Exercise not only supports a longer life, but adds quality to that life, while reducing the risk of major chronic illness. (Current CDC guidelines recommend 150 minutes of moderate-intensity physical activity plus two days of muscle strengthening activity each week.)
3. Mental Health is Key. Simply put, stress unravels your health. “Under chronic stress, we’re more inflamed, nutrient-depleted, anxious and depressed. Our immune function is compromised, we have more digestive issues, and can be at risk for decreased bone density, too,” says Alschuler. Practicing daily stress management techniques like yoga, meditation, time outside and socializing with loved ones offer important antidotes to stress and can add years to your life.
4. Lettuce Eat Plants. A plant-forward diet with a rainbow of colors nourishes your body with powerful polyphenols, which protect our cells and provide anti-inflammatory actions. Researchers from Harvard found that eating just two servings of fruit and three of veggies a day offers the perfect mix for longevity.
5. Numbers Count. Strive for blood pressure of less than 120mmHG systolic and less than 80 mmHg; LDL cholesterol of less than 70 mg/dL; BMI of less than 27. All have been associated with greater longevity.
A Word From Some Experts
“Longevity requires that all parts of the whole work in harmony. These herbs should be cardiotonic, immunomodulating and nutritive,” says Heather Houskeeper, a certified herbalist, long-distance hiker and author. Houskeeper says cardiotonic herbs support the heart and vascular system, while immunomodulating herbs support an optimal immune system. Nutritive herbs provide vitamins, minerals, antioxidants and support to the digestive system.
To boost longevity, Houskeeper favors Reishi mushrooms, hawthorn, dandelion, turmeric and stinging nettle.

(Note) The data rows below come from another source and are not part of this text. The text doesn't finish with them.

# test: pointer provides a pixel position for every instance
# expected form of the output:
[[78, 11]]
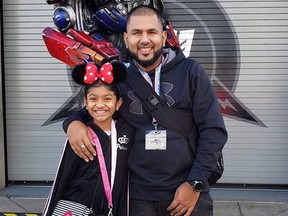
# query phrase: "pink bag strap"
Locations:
[[103, 169]]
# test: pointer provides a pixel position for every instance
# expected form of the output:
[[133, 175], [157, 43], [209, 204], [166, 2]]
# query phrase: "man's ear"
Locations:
[[125, 38]]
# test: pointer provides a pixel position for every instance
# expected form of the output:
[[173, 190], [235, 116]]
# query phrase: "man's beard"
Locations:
[[147, 63]]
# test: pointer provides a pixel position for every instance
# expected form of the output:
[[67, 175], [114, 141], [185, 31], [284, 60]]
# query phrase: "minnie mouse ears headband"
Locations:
[[110, 72]]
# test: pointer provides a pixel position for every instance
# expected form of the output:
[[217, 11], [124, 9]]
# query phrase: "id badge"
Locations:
[[155, 140]]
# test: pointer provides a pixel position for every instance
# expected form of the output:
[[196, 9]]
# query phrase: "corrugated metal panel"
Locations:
[[37, 85], [259, 155]]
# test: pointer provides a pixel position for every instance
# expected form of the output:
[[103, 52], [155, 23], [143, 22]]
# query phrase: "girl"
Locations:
[[79, 181]]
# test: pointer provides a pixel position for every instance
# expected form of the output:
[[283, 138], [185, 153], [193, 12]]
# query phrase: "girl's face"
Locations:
[[101, 104]]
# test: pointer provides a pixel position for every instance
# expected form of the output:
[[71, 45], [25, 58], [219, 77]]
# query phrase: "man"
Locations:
[[168, 179]]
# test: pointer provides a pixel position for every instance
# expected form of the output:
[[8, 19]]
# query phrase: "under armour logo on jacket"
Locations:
[[136, 106]]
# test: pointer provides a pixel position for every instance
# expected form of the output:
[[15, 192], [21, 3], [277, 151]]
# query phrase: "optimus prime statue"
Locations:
[[91, 30]]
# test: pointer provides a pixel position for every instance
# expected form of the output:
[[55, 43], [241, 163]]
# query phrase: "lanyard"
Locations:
[[156, 79], [156, 85], [103, 169]]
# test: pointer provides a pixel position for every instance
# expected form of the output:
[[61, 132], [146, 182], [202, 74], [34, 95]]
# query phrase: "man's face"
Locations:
[[144, 39]]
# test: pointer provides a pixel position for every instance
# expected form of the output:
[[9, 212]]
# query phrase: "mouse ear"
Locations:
[[119, 71], [78, 74]]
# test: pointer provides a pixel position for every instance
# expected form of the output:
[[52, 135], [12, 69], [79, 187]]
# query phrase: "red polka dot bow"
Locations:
[[92, 74]]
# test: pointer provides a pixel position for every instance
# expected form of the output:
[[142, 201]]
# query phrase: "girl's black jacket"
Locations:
[[77, 180]]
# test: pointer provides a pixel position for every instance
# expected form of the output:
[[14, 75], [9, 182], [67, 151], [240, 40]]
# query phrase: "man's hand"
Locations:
[[184, 200], [81, 140]]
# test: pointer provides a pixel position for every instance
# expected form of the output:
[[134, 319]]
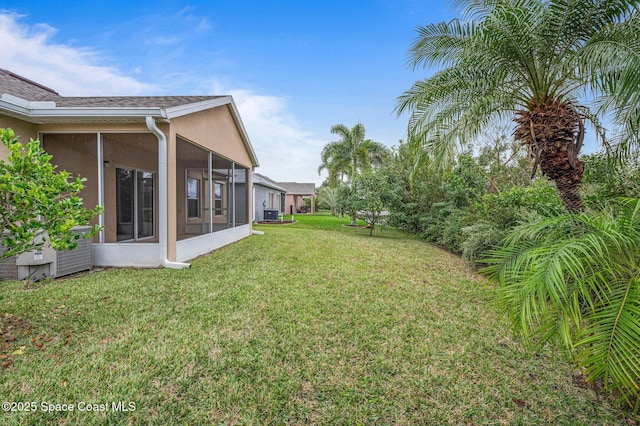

Dr. Alschuler, meanwhile, gives a nod toward herbal adaptogens (like American ginseng, ashwagandha, holy basil), essential fatty acids (found in fish and algae), and green tea, while also supplementing with antioxidants like vitamins C and E, nutrients like glutathione and coenzyme Q10 and minerals like selenium.
Rush University physician Thomas Holland, MD, who studies the impact of lifestyle modifications on aging, stresses that “removing foods like baked goods, whole fat dairy and fried/fast foods improves cardiovascular and neurovascular health, while eating healthfully increases circulating antioxidants in the blood and gut and ensures optimal levels of vitamins and minerals that allow our organs to function properly.” To that end, Holland gives a thumbs up to the Mediterranean, MIND and DASH diets.
It’s never too late to shed bad habits and fine-tune your good ones to slow down – and even extend — the aging process. The Multi-Ethnic Study of Atherosclerosis by Johns Hopkins researchers proved just that, finding in its study of more than 6,000 people who made healthy changes that their risk of death decreased by 80 percent.
Perhaps Mark Twain summed it up best when he said: “The secret of getting ahead is getting started.”